AIF1 (also known as Iba-1) is a highly conserved EF-handed, putative calcium binding peptides, which is a sensitive marker of microglial activation, and helps define functionally activated microglia(Postler et al. 2000; Schwab et al. 2001). AIF1-upregulation is part of the early microglial response leading to activation and proliferation, essential for the acute as well as chronic response to CNS injury(Schwab et al. 2001). Sirt-1 binding was decreased by SIV, in correlation with transcription and with the augmentation of the protein on microglial cell surface.

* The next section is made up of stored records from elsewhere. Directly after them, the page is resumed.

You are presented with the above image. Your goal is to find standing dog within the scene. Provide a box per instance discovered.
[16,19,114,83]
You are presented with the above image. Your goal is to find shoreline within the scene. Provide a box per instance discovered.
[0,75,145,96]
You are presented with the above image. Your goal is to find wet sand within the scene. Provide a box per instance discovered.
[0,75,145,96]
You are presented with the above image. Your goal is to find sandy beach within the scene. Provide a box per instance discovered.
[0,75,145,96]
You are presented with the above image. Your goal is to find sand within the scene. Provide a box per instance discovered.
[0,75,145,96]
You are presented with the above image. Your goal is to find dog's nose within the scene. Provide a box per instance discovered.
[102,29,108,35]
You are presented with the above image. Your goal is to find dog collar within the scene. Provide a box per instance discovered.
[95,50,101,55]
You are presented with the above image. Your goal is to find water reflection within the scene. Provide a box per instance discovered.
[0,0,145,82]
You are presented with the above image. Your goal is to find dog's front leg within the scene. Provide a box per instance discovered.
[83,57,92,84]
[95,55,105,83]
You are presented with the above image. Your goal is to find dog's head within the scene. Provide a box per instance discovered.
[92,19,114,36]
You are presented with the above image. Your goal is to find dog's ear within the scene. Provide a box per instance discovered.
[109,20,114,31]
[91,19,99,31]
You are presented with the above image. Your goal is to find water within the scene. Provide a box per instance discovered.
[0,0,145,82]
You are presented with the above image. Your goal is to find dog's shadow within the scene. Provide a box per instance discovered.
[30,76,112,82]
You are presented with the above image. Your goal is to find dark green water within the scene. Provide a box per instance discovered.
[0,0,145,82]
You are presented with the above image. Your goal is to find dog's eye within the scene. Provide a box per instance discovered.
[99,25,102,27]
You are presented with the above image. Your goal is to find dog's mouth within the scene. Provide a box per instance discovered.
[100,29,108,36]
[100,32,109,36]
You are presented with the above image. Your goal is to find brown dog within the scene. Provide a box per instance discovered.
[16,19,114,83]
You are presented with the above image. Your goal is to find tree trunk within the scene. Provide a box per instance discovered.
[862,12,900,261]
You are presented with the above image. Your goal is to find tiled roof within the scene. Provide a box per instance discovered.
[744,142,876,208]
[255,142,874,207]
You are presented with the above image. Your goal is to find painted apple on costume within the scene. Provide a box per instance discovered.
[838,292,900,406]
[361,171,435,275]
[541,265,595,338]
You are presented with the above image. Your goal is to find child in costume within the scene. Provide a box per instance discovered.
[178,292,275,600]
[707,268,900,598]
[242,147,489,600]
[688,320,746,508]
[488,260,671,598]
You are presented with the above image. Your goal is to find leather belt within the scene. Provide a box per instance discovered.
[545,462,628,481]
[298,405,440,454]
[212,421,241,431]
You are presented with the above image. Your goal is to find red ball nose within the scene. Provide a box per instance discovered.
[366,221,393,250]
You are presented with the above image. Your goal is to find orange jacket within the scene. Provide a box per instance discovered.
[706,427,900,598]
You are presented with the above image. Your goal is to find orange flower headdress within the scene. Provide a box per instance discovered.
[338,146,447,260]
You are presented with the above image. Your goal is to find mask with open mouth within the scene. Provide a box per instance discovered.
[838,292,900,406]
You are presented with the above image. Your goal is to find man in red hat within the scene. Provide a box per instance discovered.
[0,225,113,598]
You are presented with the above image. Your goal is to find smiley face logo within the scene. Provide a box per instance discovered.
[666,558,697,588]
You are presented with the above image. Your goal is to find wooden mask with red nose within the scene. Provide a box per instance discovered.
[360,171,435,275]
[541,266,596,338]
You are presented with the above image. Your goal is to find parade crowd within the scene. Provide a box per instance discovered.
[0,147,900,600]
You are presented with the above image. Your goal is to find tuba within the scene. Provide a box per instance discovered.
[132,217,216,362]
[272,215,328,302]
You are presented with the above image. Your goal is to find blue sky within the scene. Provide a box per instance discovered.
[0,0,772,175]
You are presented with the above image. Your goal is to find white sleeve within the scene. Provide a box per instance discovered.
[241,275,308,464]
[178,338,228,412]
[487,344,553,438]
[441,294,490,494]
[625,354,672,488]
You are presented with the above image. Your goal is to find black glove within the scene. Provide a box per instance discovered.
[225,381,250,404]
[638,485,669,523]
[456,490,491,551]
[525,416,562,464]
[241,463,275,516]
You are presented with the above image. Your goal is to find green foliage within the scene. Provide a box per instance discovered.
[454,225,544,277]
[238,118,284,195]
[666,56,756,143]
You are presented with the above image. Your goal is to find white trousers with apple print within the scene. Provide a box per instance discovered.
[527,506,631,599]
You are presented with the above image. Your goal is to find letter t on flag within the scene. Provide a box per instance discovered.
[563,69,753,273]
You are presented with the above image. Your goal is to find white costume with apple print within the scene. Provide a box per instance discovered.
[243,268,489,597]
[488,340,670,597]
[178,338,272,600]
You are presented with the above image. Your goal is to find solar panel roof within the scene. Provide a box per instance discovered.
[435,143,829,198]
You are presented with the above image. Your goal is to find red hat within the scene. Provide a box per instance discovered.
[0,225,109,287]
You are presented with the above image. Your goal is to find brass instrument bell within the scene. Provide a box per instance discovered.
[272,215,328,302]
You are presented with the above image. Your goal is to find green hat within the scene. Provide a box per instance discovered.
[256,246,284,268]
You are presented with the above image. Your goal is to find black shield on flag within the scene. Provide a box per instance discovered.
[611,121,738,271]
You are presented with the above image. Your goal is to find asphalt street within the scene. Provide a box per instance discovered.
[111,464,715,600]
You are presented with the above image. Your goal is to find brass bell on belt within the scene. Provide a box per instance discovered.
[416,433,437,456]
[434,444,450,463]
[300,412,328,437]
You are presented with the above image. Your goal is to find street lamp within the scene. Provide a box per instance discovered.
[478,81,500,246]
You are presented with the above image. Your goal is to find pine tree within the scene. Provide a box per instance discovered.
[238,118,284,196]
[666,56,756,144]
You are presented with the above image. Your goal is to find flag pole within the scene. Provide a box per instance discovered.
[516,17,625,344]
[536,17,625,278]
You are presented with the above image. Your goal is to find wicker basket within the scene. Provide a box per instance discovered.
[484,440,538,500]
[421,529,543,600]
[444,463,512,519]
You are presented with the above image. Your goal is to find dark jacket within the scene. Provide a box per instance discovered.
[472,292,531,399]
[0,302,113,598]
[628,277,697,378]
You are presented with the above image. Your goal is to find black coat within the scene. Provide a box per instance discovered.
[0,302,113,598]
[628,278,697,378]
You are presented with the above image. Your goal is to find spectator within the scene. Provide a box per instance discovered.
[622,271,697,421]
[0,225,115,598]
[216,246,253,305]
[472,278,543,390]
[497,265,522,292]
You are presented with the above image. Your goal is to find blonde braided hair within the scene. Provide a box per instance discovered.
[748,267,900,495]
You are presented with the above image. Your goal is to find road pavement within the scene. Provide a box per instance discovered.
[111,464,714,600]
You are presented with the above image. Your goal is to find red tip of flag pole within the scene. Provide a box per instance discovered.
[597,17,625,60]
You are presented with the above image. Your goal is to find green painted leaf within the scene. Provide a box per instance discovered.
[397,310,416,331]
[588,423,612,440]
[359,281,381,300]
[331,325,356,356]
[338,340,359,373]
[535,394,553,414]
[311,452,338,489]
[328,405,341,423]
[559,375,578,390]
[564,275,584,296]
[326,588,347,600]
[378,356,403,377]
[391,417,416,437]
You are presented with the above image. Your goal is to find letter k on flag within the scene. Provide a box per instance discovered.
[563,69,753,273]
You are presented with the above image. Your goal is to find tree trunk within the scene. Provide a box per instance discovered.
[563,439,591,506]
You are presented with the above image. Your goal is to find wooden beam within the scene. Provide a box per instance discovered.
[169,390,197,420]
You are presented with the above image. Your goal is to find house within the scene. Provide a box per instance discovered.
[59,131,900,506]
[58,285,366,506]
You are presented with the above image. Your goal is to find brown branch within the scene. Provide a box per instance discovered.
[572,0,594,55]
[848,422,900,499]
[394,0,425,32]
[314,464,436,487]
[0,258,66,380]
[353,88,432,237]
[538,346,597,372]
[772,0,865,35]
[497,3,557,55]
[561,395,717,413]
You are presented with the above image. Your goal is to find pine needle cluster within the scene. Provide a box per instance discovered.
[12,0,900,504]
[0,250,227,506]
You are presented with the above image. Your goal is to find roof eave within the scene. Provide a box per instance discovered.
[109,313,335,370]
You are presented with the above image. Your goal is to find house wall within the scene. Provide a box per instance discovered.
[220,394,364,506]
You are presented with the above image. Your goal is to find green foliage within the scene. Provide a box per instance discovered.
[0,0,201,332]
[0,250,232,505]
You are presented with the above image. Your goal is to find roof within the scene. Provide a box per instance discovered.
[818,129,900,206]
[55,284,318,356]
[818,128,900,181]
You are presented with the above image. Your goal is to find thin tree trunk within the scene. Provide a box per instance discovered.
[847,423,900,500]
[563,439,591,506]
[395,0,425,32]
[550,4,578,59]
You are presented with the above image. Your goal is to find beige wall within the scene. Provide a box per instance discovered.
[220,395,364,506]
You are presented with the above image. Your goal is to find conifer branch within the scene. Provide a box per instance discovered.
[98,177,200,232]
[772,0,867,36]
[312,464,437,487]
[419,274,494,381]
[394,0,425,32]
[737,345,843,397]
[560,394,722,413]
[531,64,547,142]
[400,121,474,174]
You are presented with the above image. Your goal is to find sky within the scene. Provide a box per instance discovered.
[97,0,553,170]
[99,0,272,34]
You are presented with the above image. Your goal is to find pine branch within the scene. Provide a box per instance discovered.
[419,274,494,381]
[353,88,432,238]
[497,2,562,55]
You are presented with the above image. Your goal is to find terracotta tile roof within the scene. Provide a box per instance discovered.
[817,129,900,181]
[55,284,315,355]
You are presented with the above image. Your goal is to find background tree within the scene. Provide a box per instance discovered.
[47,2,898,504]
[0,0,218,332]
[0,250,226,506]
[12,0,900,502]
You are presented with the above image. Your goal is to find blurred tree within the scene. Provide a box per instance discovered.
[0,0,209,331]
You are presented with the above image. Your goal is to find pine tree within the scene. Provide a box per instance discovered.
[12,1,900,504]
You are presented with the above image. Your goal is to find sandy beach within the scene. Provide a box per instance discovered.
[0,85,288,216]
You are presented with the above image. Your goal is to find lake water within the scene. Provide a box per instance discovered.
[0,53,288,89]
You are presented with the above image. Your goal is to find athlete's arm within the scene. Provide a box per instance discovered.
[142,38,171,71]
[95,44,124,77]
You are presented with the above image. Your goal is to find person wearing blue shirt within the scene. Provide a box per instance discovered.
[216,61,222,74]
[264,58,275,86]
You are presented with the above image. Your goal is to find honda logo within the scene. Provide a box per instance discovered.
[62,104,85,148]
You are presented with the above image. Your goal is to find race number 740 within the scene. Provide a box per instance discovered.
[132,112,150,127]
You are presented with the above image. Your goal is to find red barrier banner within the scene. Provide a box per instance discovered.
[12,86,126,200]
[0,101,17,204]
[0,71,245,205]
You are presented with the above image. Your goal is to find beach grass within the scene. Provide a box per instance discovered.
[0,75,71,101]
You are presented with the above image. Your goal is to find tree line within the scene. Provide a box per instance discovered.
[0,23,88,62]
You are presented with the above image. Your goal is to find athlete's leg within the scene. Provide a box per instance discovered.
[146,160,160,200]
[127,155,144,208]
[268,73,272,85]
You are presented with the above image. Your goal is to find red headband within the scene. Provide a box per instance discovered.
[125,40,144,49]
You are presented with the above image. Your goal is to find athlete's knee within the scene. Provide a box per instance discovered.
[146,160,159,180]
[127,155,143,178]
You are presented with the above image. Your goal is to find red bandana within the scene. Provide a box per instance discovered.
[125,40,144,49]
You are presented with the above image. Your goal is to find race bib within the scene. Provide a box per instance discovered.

Similarly, IRF7 is involved in the transcriptional activation of various virus-inducible genes, especially IFN alpha(Honda et al. 2005b). IRF7 becomes activated by innate receptor signaling, such as TLR3, 7, 9 and RIG-I(Ning et al. 2011), resulting in translocation to the nucleus and induction of type I IFN(Seth et al. 2006), which leads to further induction of IRF7, so creating a feed-forward loop to amplify production of type I IFN. Mice lacking IRF7 are deficient in type I IFN responses and consequently lack innate responsiveness to viruses(Honda et al. 2005a; Honda et al. 2005b; Honda et al. 2005c). Sirt-1 is bound to the IRF7 promoter in microglia and the binding is highly decreased in infected macaques. This correlates with the upregulation of IRF7 in infected mice, both transcriptionally and at the protein level in the brain, associated to cells with macrophages and activated microglia morphology. In SIV-infected animals, the IRF7-expressing cells are both diffuse and in perivascular clusters, which are more frequent in animals with encephalitis. There is the possibility that infiltrating cells that do not have Sirt-1 binding to the IRF7 promoter contribute to the observed reduction associated to the infection. However, the decrease in Sirt-1 binding to the IRF7 promoter due to SIV was around 40%, which is significantly higher than the contribution of infiltrating cells to the brain-derived cell isolate, in conditions of mild inflammation. This suggests that there is loss of Sirt-1 binding from the IRF7 promoter. A comparison of the Sirt-1 binding pattern between infiltrating, perivascular and parenchyma populations could be instrumental to determine whether Sirt-1 regulation is more inherent to resident cells. In the brain, the expression of IRF7 in injury has been predominantly associated to innate immune and glial cells(Khorooshi and Owens 2010), but in aged animals, the IRF7-staining was also associated to cells with neuronal morphology, suggesting that there are cell specific differences in the expression of this gene, regarding the Sirt-1-mediated control of inflammatory gene expression or other cell-specific regulatory factors that were not explored here.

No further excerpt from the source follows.